19+ years of experience in Data Engineering, Data Analytics, and Cloud Technologies. Proven expertise in designing and optimizing data pipelines, ETL workflows, and analytical solutions to drive business insights. Skilled in Python, PySpark, AWS, and Hadoop, with a strong background in data warehousing, cloud migration, and DevOps. Adept at managing large-scale data processing, stakeholder engagement, and vendor management while ensuring high-performance, scalable, and cost-effective solutions. Passionate about leveraging data to enable decision-making and innovation.
• Designed and deployed end-to-end ETL workflows leveraging AWS Glue, S3, and Athena to support real-time and batch data processing, improving data availability for analytics and reporting.

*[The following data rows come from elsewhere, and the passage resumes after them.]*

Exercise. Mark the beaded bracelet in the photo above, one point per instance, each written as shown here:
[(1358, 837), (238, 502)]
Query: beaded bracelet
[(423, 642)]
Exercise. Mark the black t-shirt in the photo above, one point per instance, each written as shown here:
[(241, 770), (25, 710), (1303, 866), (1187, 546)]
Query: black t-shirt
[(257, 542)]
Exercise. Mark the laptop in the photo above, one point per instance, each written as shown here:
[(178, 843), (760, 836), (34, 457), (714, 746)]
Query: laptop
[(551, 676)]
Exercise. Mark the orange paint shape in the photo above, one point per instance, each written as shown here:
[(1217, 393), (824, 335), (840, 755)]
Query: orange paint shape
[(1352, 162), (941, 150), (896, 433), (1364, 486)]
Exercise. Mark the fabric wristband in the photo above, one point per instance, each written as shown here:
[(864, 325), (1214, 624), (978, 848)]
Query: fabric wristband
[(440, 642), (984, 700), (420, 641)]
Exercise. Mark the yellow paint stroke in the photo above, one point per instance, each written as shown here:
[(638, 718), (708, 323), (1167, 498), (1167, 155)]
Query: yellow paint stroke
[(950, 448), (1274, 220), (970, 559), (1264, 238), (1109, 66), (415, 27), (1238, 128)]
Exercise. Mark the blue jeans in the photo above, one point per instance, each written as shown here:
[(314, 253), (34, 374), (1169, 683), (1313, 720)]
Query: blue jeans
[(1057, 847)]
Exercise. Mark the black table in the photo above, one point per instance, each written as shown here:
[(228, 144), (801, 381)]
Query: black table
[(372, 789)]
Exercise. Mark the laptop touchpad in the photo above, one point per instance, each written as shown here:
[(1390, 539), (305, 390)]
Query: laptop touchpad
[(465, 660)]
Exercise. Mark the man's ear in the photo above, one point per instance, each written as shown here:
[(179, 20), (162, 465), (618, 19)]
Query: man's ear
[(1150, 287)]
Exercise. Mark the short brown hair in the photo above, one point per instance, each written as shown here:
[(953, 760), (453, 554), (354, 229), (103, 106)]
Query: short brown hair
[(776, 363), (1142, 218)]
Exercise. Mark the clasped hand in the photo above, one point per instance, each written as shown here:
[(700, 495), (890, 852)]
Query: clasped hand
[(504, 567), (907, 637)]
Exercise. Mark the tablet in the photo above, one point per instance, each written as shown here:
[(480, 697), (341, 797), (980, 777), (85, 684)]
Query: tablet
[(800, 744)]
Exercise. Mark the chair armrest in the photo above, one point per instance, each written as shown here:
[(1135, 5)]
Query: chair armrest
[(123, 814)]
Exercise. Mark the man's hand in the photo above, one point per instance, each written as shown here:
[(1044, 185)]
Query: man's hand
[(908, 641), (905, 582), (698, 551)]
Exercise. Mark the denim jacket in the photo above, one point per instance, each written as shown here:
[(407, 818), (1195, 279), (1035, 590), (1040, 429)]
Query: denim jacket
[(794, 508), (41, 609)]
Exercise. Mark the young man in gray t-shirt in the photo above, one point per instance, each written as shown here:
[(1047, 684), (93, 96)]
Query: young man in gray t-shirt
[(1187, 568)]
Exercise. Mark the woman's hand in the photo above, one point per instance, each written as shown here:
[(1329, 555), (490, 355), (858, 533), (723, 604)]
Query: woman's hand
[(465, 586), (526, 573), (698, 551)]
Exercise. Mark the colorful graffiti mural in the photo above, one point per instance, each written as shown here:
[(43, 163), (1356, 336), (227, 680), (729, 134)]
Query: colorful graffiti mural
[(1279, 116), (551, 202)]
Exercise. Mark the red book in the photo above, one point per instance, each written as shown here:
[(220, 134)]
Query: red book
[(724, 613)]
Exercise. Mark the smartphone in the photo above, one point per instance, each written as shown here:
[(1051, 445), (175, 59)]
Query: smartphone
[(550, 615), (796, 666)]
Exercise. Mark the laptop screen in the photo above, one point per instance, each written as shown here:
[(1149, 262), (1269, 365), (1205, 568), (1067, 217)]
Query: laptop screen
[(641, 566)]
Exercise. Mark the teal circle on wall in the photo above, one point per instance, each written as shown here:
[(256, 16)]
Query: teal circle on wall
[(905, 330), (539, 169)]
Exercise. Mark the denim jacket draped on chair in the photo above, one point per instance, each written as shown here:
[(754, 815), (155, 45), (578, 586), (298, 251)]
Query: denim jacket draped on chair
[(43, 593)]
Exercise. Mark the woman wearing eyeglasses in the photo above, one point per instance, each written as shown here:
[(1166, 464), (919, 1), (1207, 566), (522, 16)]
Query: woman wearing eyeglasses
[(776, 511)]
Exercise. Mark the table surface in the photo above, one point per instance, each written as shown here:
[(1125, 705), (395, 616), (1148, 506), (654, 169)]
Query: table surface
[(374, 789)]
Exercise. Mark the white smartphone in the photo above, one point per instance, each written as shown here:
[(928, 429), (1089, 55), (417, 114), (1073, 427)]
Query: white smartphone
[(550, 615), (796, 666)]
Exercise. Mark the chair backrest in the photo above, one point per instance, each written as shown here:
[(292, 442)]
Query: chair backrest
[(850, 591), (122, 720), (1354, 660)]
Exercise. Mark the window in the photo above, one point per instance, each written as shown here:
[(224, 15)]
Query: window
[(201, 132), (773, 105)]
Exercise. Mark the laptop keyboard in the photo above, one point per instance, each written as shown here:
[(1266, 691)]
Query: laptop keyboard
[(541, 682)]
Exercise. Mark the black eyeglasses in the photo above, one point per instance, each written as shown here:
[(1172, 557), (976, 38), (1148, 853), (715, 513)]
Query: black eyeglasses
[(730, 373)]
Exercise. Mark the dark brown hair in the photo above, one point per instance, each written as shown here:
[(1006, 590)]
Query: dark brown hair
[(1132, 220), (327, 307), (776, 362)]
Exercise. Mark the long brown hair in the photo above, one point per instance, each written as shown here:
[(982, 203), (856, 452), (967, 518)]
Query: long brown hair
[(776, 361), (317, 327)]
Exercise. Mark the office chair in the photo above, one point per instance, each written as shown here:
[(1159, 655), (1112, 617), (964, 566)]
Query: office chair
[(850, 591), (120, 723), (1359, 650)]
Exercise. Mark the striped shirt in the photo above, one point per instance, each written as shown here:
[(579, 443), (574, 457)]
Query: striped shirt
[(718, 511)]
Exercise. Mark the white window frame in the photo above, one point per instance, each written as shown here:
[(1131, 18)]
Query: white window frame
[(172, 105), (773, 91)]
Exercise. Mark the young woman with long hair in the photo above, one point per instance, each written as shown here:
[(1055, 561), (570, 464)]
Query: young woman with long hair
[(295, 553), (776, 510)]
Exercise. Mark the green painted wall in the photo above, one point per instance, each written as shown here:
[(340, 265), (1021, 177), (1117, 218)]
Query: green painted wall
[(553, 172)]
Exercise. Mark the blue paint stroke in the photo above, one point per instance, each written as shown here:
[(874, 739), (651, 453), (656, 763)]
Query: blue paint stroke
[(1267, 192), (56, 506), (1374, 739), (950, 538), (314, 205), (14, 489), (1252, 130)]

• Developed reusable ETL scripts and automation logic to reduce manual intervention, streamline data ingestion processes, and ensure consistent data quality.
• Led optimization initiatives for AWS Glue jobs and Spark performance tuning, resulting in a 40% reduction in ETL processing time and improved job reliability.
• Collaborated with data analysts and data scientists to deliver curated datasets, enabling advanced analytics and machine learning model development.
• Implemented data quality checks and monitoring frameworks to proactively identify anomalies and bottlenecks in data pipelines.
• Delivered performance dashboards and operational KPIs using tools like QuickSight and Redshift, enabling data-driven decision-making for senior leadership.
• Conducted root cause analysis for data pipeline failures, driving the resolution of recurring issues and implementing long-term improvements in data architecture.